Wednesday, February 7, 2018
From the Field is a recurring column written by current clinical students where we get to hear their perspective on their own experiences with clinical education. This post is from Ayisha McHugh, a current 2L at Columbia Law School. Ayisha was a student in Columbia's mediation clinic and is now taking the Advanced Mediation Clinic.
There are two things I have never particularly enjoyed and have always tried to avoid to the extent that I could: being involved in a conflict and talking about feelings. My apprehension towards conflict was more about my desire to foster and maintain amicable relationships than fear of confrontation. When conflicts arose, I thoughtfully aimed to resolve them by confronting the issue(s) head on. However, my awkwardness towards feelings, talking about feelings, seeing people I did not know well become incredibly emotional was an internal barrier; that may have been rooted in the same desire for a base level of peace and happiness. My awkwardness towards feelings did not prevent me from consoling those in pain. It was more of an internal discomfort, which usually did not manifest externally. If I did not share my thoughts, most probably would not know how uncomfortable highly-emotional situations made me feel. They were not situations that I would willingly place myself in.

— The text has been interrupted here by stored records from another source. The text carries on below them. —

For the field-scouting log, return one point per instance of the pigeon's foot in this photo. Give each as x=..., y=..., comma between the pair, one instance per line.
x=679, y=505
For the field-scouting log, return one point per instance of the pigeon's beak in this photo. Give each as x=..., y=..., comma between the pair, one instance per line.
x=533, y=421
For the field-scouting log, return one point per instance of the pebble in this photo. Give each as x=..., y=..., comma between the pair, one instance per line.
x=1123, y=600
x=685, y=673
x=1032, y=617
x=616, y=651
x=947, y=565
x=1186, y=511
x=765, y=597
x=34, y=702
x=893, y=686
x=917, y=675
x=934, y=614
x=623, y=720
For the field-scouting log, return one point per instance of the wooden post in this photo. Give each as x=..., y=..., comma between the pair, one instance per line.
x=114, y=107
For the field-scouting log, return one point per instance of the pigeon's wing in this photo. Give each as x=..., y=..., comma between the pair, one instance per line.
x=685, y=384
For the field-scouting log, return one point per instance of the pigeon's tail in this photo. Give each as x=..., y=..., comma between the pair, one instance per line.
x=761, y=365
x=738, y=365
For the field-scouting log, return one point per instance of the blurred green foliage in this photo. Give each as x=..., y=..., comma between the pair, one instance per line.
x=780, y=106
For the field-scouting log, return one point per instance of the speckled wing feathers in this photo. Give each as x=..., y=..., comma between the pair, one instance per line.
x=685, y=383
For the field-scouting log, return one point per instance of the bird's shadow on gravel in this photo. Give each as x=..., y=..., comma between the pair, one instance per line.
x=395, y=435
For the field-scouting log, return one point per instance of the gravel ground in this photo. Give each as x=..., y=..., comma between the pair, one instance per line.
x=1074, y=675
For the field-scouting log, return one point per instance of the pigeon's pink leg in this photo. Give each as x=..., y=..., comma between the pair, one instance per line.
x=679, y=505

The relevance of me talking about my self- analysis of my reaction towards conflict and feelings is that participating in Columbia Law School's mediation clinic was a willful decision to place myself in scenarios in which there would be conflicts and a lot of feelings. As someone who prefers peace and base-level of positivity, working with people in a conflict was not the least bit easy, but it felt more natural. I wanted to facilitate effectively so that parties could reach their self-determined outcome. Talking about feelings, on the other hand, I felt the film between the internal awkwardness and external expression dissolving. I felt externally awkward thinking about how to deal with other people's feelings. Thankfully, the skillfully executed Mediation Clinic training transformed my understanding of the importance of talking about feelings and addressing them in conflicts.
My pragmatism had previously prevented me from understanding the relevance of mining through feelings/emotions. I did not see the purpose of the exercise because it seemed like more of a diversion than a critical element to reach a resolution. Through training and application, I gained insight into the ways that feelings can create cemented barriers to progress, which is why they have to be addressed first before attempting to move forward. Feelings can create an impasse and can prevent parties from actively listening to one another, In other words, addressing feelings serves a primary function in conflict resolution. In my internal awkwardness towards feelings I could appropriately identify or categorize feelings, but I was missing a true understanding of their function. Columbia's mediation clinic not only transformed the way that I understand conflict, emotion, and the steps that can lead to resolution, it also helped me understand people better.